Pyspark Dataframe Convert country names to ISO codes with country-converter
Solution 1:
Update:
In case of huge data you can use dictionary to map all the values.
import country_converter as coco
from pyspark.sql.types import StringType
from pyspark.sql.functions import udf, lit, collect_set, create_map
from itertools import chain
data = [['United States'],['United Kingdom'],['Not a country']]*200000
df = spark.createDataFrame(data,['countries'])
#Create a {country:contry formatted} dictionary by only using unique values.
unique_countries = df.select("countries").distinct().rdd.flatMap(lambda x: x).collect()
unique_countries_formatted = coco.convert(unique_countries,to='ISO3', not_found=None)
uc_dict = dict(zip(unique_countries,unique_countries_formatted))

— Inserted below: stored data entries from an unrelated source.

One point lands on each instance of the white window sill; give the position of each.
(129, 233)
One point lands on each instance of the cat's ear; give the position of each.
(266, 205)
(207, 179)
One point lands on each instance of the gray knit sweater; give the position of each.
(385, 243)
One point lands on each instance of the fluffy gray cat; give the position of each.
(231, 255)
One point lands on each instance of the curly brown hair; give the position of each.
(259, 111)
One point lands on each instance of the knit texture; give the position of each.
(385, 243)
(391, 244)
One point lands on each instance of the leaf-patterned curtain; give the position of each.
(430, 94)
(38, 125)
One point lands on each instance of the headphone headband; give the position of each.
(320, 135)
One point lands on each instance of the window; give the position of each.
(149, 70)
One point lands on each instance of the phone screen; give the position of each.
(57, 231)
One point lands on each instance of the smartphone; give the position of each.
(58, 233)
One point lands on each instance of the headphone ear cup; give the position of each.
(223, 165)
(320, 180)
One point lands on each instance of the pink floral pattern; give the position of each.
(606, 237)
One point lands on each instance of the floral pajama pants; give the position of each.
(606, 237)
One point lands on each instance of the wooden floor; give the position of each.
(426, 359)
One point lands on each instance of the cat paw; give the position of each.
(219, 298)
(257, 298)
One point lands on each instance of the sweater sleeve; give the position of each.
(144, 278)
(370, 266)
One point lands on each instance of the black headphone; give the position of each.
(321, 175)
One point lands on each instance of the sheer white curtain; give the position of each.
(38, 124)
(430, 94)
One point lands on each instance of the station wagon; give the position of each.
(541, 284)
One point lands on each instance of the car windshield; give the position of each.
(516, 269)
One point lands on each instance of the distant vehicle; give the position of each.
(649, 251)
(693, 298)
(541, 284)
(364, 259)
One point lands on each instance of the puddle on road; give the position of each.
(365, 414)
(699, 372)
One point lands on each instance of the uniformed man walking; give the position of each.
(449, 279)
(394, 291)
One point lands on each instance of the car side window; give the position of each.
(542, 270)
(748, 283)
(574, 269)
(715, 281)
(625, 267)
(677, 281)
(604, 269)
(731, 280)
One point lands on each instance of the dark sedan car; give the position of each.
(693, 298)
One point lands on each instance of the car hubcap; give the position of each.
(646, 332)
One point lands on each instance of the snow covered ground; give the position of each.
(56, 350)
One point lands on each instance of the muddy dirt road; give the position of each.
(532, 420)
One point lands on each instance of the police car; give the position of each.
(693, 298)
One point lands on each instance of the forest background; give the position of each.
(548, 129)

#create a map to apply on df
mapping_expr = create_map([lit(x) for x in chain(*uc_dict.items())])
#apply the df
df = df.withColumn('countries_formatted', mapping_expr[df.countries])
df.show()
Command took 8.85 seconds. 200k records under 8.5sec
You should use UDF
to do it.
import country_converter as coco
from pyspark.sql.types import StringType
from pyspark.sql.functions import udf, lit
df = spark.createDataFrame([['United States'],
['United Kingdom'],
['Not a country'],
[None]],['countries'])
def country_converter(country): # define function here
if country:
return coco.convert(country, to='ISO3', not_found=None)
return None
cc_udf = udf(country_converter, StringType()) #register udf
df = df.withColumn("countries_formatted",cc_udf(df.countries))
df.show()
Output:
+--------------+-------------------+
| countries|countries_formatted|
+--------------+-------------------+
| United States| USA|
|United Kingdom| GBR|
| Not a country| Not a country|
| null| null|
+--------------+-------------------+